In this study, the author presented a technique to produce numerous agarose microbeads that replicate the natural environmental conditions for bacteria. These beads are used to co-encapsulate two varieties of fluorescence-labeled Escherichia coli. The ultimate size of the colonies is negatively correlated with the inoculum size and the shape and fluorescence intensity of the colonies in monoculture and co-culture vary significantly. A model was compared with the experimental results. In my opinion, this small-scale solid bioreactor could prove to be useful in investigating the characteristics of interactions among bacterial populations with high precision in an environment that mimics natural spatial conditions to some extent.

 

The manuscript was well-written and organized. I just suggest the author move the letters that mark the order of the graphs to the top left position of each graph in Fig. 1 and Fig. 3. Also do it with the supporting file, use the same font, and same lowercase for consistency.

 

It is suitable to be published in its current form after editing those very minor points!

Author Response

In this study, the author presented a technique to produce numerous agarose microbeads that replicate the natural environmental conditions for bacteria. These beads are used to co-encapsulate two varieties of fluorescence-labeled Escherichia coli. The ultimate size of the colonies is negatively correlated with the inoculum size and the shape and fluorescence intensity of the colonies in monoculture and co-culture vary significantly. A model was compared with the experimental results. In my opinion, this small-scale solid bioreactor could prove to be useful in investigating the characteristics of interactions among bacterial populations with high precision in an environment that mimics natural spatial conditions to some extent.

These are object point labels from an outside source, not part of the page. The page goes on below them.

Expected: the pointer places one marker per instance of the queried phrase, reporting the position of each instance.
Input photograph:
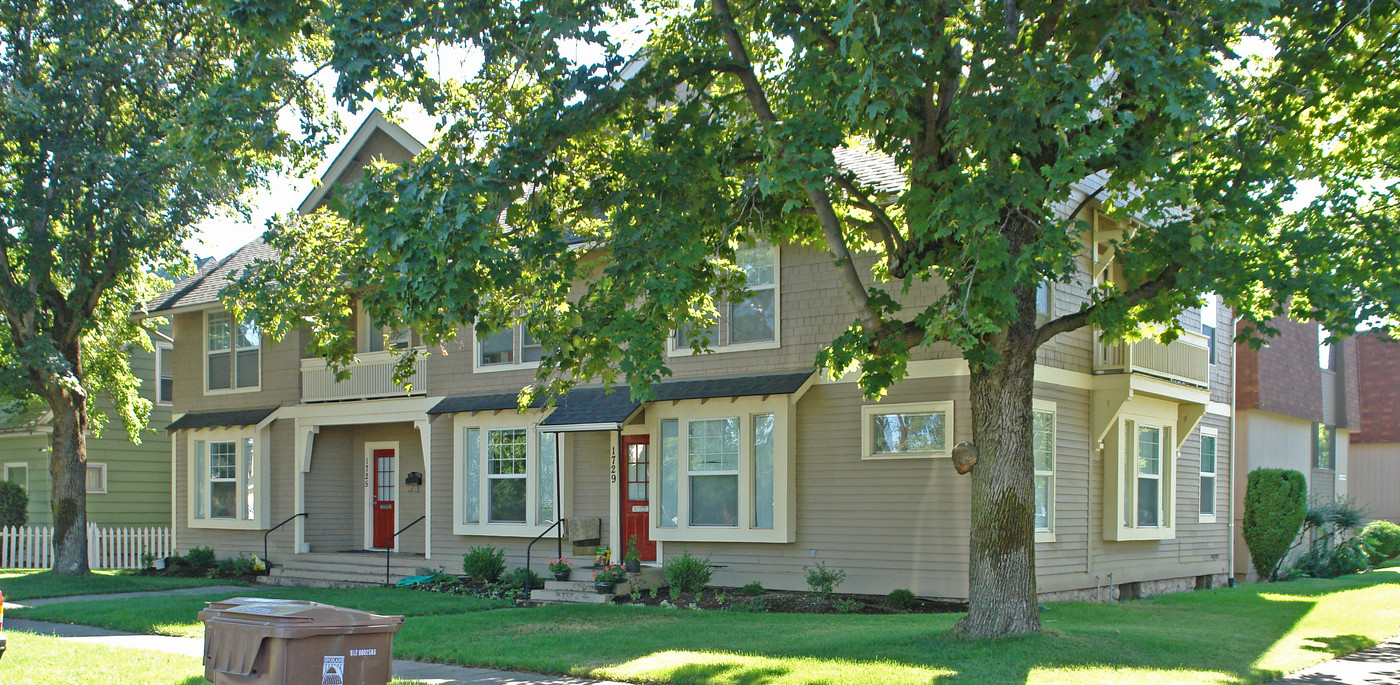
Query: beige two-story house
(748, 455)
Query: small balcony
(1186, 360)
(371, 377)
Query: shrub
(485, 563)
(14, 504)
(200, 558)
(524, 579)
(1383, 538)
(902, 598)
(823, 580)
(688, 573)
(1276, 502)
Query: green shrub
(823, 580)
(14, 504)
(1383, 538)
(200, 558)
(688, 573)
(1276, 502)
(485, 563)
(902, 598)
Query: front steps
(581, 591)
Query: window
(913, 430)
(1210, 318)
(1208, 437)
(752, 322)
(508, 475)
(227, 479)
(1042, 450)
(1325, 447)
(164, 376)
(231, 353)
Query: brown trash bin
(293, 642)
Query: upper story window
(751, 324)
(231, 353)
(508, 349)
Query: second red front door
(382, 496)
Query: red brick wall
(1379, 383)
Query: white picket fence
(31, 547)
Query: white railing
(371, 376)
(1187, 359)
(31, 547)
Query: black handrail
(273, 528)
(529, 548)
(388, 548)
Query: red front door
(382, 499)
(636, 511)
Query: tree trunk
(67, 467)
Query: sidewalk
(416, 671)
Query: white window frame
(483, 423)
(18, 464)
(163, 360)
(1046, 406)
(233, 350)
(261, 486)
(1214, 475)
(517, 352)
(868, 413)
(784, 489)
(676, 349)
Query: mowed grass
(37, 584)
(178, 615)
(41, 660)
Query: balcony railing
(1186, 360)
(371, 377)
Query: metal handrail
(559, 549)
(273, 528)
(388, 548)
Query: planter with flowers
(606, 577)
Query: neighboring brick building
(1297, 405)
(1375, 450)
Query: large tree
(123, 123)
(1199, 121)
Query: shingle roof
(221, 419)
(203, 287)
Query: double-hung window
(752, 322)
(231, 353)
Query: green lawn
(1227, 636)
(34, 584)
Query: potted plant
(630, 558)
(560, 568)
(606, 577)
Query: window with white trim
(1042, 450)
(748, 324)
(906, 432)
(231, 353)
(1208, 464)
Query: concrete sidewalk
(416, 671)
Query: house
(1375, 450)
(1298, 404)
(748, 455)
(126, 483)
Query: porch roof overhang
(221, 419)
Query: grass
(35, 584)
(1243, 635)
(177, 615)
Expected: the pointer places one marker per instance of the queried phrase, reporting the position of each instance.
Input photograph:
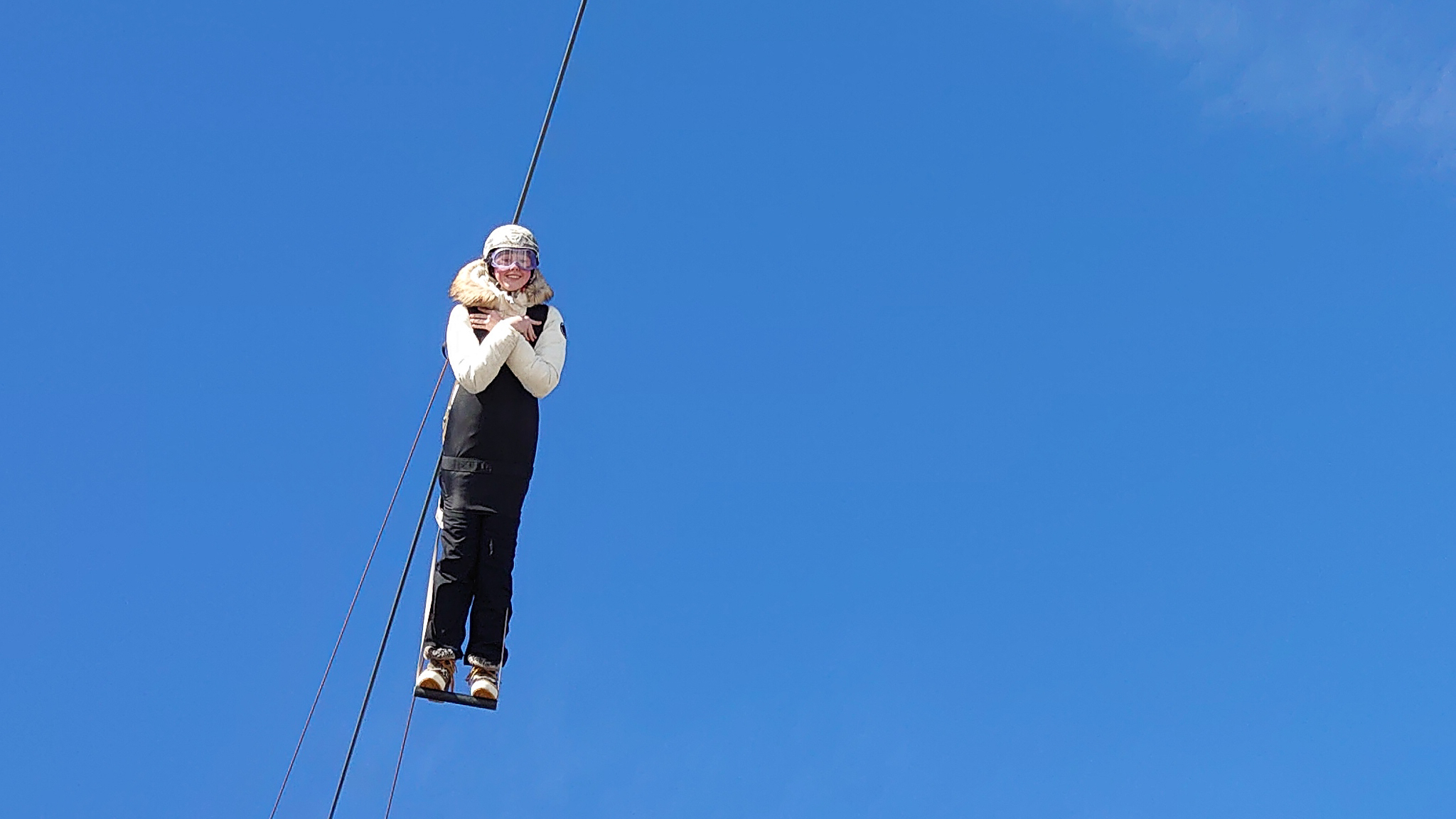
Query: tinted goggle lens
(514, 257)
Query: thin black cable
(357, 589)
(393, 783)
(383, 643)
(424, 512)
(540, 140)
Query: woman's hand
(523, 326)
(486, 321)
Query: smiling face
(513, 267)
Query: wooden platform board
(458, 698)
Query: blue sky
(973, 408)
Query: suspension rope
(424, 512)
(355, 599)
(540, 140)
(383, 643)
(393, 783)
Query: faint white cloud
(1381, 72)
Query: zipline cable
(383, 643)
(393, 783)
(516, 219)
(424, 512)
(355, 599)
(540, 140)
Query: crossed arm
(476, 363)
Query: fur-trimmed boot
(439, 672)
(486, 678)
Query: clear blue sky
(1018, 410)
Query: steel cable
(516, 219)
(357, 589)
(424, 512)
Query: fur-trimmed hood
(473, 287)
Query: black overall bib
(486, 469)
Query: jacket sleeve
(539, 368)
(476, 363)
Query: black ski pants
(473, 574)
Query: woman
(507, 348)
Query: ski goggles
(513, 257)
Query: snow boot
(439, 672)
(486, 680)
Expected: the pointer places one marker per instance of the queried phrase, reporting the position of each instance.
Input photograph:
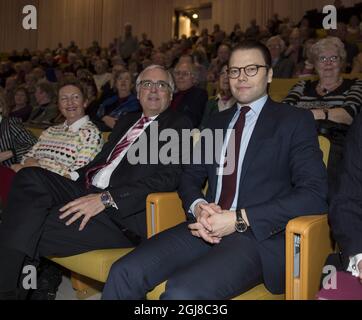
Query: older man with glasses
(234, 238)
(189, 99)
(104, 207)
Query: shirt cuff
(353, 264)
(193, 205)
(74, 175)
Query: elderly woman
(222, 101)
(283, 67)
(66, 147)
(15, 141)
(118, 105)
(334, 101)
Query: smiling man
(49, 215)
(234, 237)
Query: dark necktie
(122, 145)
(229, 181)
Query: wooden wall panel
(103, 20)
(12, 34)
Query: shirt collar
(74, 127)
(255, 106)
(152, 118)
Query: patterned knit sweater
(63, 150)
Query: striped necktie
(122, 145)
(229, 181)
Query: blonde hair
(326, 43)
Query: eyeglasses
(332, 59)
(251, 70)
(73, 98)
(159, 85)
(182, 73)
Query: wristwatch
(240, 224)
(107, 199)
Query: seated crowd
(209, 81)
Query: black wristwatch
(240, 224)
(107, 199)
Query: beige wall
(102, 20)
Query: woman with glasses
(223, 100)
(71, 145)
(334, 101)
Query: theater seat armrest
(163, 211)
(308, 243)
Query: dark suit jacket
(130, 184)
(283, 177)
(193, 104)
(345, 214)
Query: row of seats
(307, 246)
(279, 88)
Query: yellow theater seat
(307, 246)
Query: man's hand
(31, 162)
(198, 230)
(205, 210)
(202, 228)
(318, 114)
(87, 206)
(109, 121)
(17, 167)
(222, 224)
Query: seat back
(325, 146)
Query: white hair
(155, 66)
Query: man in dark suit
(189, 99)
(234, 239)
(345, 213)
(104, 207)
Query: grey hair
(155, 66)
(329, 42)
(279, 39)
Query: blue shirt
(250, 122)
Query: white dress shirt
(250, 120)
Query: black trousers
(31, 223)
(194, 269)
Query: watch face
(241, 226)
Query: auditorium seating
(307, 243)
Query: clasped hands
(86, 207)
(212, 223)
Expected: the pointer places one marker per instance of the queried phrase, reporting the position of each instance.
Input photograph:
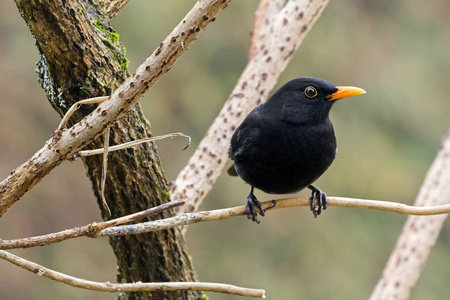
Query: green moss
(113, 36)
(98, 24)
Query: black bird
(288, 142)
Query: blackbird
(288, 142)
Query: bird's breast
(288, 159)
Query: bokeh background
(398, 51)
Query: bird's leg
(250, 209)
(321, 198)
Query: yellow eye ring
(310, 92)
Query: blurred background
(398, 51)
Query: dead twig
(129, 287)
(64, 144)
(220, 214)
(90, 230)
(134, 143)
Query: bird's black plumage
(288, 142)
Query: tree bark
(81, 57)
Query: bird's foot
(321, 198)
(250, 209)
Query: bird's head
(308, 99)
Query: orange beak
(344, 92)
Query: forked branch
(129, 287)
(219, 214)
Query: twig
(90, 230)
(76, 106)
(280, 27)
(129, 287)
(419, 235)
(105, 168)
(64, 145)
(220, 214)
(95, 230)
(112, 7)
(134, 143)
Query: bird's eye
(310, 92)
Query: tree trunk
(81, 57)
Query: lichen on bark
(82, 57)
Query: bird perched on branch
(288, 142)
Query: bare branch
(76, 106)
(220, 214)
(64, 145)
(274, 47)
(90, 230)
(129, 287)
(105, 228)
(419, 235)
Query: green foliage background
(397, 51)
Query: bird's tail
(232, 171)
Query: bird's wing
(246, 132)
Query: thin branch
(64, 145)
(419, 235)
(90, 230)
(272, 48)
(112, 7)
(105, 168)
(95, 230)
(129, 287)
(76, 106)
(221, 214)
(134, 143)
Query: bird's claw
(321, 197)
(250, 209)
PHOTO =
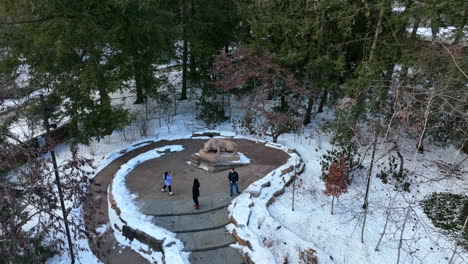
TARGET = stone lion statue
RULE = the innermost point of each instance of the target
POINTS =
(218, 145)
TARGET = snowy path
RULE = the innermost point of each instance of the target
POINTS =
(203, 232)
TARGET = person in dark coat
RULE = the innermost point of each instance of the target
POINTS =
(233, 179)
(167, 182)
(196, 192)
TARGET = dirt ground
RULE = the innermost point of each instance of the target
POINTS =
(146, 180)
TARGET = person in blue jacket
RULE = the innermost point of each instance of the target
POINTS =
(196, 193)
(168, 182)
(233, 179)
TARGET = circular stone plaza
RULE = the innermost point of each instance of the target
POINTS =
(202, 232)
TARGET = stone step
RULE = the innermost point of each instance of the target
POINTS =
(206, 240)
(226, 255)
(160, 208)
(194, 222)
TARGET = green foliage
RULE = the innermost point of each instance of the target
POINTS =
(211, 113)
(245, 123)
(445, 211)
(390, 173)
(36, 251)
(348, 150)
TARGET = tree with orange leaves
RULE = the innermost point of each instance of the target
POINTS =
(335, 183)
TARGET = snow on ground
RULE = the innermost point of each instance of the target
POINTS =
(336, 238)
(131, 214)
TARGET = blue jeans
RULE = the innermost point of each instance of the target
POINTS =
(233, 184)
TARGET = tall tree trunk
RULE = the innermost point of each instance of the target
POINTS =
(404, 68)
(365, 205)
(183, 94)
(323, 100)
(377, 32)
(138, 83)
(400, 243)
(333, 202)
(308, 113)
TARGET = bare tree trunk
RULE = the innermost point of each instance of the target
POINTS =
(308, 113)
(365, 205)
(183, 94)
(333, 202)
(404, 69)
(401, 234)
(460, 236)
(377, 32)
(390, 204)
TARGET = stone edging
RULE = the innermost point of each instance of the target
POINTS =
(256, 196)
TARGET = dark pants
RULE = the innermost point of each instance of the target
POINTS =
(233, 184)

The manuscript was well-written and organized. I just suggest the author move the letters that mark the order of the graphs to the top left position of each graph in Fig. 1 and Fig. 3. Also do it with the supporting file, use the same font, and same lowercase for consistency.

We fixed the letters that mark the order of the graphs in the main text as well as the supporting information as suggested by the reviewer.